Business & Lobbying

Starbucks eyes 2025 transition to reusable cups

the starbucks name and logo above a airport coffee shop

Starbucks is considering implementing widespread programs to promote the use of reusable cups by 2025 in an effort to cut down on waste.

“Our cup is ubiquitous, and we love that,” Starbucks Chief Sustainability Officer Michael Kobori said, according to CNN. “But it is also this ubiquitous symbol of a throwaway society.”

The coffee retailer’s iconic cups routinely end up in landfills or as litter in waterways and on sidewalks, the news outlet noted.

Kobori said that the best way to end the cycle would be “eliminating the disposable cup,” per CNN, referring to that course of action as “the holy grail.”

That goal would see every customer able to borrow a ceramic or reusable to-go mug from their local Starbucks or to use their own mug by 2025, CNN reported.

Starbucks last year began testing a borrow-a-cup program, which would allow customers to pay for a nondisposable cup that they could then return after use, according to CNN.

The company first rolled out the program in a beta test at select Seattle locations last year and has since launched similar pilot programs in Japan, Singapore and the United Kingdom, per the outlet.
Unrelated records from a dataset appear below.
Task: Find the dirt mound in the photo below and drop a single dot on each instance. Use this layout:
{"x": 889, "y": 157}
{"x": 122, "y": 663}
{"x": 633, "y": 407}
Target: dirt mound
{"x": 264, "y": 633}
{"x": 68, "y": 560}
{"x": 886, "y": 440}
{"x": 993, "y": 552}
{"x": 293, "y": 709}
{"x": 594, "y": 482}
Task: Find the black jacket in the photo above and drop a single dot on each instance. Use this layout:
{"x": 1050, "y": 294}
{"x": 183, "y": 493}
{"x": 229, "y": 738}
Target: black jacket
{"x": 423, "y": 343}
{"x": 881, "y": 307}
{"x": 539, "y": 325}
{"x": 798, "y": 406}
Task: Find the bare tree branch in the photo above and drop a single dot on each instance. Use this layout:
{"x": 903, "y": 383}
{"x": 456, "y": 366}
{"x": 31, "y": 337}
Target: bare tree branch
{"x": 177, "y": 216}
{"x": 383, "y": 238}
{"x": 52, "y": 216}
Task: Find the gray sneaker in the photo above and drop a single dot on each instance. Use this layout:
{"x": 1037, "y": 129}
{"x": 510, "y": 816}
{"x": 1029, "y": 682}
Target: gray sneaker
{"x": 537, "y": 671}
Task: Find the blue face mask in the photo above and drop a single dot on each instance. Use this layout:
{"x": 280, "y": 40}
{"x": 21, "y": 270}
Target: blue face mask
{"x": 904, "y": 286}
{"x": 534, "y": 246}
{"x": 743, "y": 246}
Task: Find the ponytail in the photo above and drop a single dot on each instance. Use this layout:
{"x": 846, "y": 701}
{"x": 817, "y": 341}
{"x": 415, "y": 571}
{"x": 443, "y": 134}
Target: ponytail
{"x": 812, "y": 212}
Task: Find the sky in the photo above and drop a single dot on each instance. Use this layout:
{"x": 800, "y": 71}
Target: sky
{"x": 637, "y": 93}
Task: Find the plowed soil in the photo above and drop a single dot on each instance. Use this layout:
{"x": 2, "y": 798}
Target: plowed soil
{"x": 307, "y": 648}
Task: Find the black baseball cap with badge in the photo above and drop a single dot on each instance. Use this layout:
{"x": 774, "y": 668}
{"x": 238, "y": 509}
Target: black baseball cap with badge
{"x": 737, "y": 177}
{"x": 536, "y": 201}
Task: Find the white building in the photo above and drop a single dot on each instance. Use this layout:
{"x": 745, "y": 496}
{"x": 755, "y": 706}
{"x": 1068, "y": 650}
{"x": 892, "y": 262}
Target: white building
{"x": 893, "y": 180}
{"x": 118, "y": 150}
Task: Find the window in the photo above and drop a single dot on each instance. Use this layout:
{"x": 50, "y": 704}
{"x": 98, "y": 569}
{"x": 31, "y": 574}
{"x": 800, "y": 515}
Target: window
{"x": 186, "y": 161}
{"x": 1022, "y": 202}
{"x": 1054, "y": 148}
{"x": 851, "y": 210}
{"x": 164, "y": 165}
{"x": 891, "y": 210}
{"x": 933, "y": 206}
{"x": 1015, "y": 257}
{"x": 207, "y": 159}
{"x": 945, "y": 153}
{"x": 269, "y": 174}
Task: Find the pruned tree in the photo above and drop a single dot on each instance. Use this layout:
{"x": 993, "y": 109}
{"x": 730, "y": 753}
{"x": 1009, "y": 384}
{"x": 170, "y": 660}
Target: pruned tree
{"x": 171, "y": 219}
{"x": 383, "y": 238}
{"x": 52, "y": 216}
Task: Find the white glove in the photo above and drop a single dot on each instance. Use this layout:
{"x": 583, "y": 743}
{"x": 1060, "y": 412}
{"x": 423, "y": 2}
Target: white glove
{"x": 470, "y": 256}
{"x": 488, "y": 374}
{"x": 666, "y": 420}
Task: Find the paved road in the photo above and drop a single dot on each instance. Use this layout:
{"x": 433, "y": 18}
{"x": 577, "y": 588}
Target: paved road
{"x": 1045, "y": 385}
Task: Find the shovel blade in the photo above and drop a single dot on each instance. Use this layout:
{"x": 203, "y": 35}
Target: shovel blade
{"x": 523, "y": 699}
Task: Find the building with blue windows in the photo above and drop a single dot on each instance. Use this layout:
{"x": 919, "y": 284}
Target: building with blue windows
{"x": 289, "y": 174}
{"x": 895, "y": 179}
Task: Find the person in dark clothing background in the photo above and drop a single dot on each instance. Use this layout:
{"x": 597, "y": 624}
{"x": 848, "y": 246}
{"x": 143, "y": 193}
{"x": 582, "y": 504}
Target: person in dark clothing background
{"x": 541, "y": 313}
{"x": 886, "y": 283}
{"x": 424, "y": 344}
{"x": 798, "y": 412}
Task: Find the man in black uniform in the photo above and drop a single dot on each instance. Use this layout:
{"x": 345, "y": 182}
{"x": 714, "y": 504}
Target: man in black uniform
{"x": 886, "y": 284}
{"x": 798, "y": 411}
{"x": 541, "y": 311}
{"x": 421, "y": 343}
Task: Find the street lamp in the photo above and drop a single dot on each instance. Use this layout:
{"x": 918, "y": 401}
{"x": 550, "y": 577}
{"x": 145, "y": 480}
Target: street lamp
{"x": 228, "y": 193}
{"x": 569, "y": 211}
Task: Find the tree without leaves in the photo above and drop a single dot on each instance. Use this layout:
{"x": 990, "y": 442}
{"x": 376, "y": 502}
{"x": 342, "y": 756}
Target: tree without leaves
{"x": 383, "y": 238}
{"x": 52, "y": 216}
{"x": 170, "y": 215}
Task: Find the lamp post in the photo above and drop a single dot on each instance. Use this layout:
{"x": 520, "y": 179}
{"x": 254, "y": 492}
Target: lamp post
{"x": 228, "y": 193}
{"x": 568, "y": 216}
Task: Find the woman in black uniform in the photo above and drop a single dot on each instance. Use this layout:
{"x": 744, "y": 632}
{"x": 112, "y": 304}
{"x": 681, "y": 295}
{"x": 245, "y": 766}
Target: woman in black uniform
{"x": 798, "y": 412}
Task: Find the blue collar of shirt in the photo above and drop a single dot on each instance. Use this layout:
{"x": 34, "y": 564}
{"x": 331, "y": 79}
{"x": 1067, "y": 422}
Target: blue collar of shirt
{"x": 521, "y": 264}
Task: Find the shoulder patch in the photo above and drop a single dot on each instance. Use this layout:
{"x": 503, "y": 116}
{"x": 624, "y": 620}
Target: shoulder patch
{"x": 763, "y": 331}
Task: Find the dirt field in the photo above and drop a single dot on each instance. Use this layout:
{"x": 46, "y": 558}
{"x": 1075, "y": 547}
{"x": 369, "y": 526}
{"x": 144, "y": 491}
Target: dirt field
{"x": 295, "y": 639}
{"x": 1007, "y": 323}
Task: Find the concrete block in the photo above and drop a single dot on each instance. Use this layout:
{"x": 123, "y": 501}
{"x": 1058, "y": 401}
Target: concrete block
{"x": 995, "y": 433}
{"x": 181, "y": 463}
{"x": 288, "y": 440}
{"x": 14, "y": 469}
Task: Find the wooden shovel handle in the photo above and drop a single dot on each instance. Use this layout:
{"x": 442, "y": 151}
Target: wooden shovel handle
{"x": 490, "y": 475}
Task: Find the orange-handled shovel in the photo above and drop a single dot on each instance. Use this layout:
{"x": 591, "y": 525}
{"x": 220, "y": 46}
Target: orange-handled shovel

“We developed a new cup that had a very low environmental footprint, was lightweight polypropylene, ultimately recyclable and could replace 100 single-use disposable cups,” Starbucks Vice President of Product Experience Amelia Landers, whose team is responsible for sustainable packaging at the company, told CNN of the Seattle test.
 
Starbucks has also brought back the option for customers to bring in their own personal mugs, an option that was temporarily halted at the beginning of the pandemic, according to CNN. The company is planning to allow customers to use that option at any Starbucks in the U.S. or Canada by the end of next year.
 
Starbucks is looking for ways to promote customers’ use of personal mugs, per the outlet.
 
“We’re testing an incentive on the personal cup to go up from where it is today — from 10 cents to 50 cents,” Landers said. “We are also going to be testing a disposable cup fee.”
 
Landers also noted that Starbucks is testing a potential discount for people who use nondisposable ceramic mugs provided by the company in stores, CNN reported.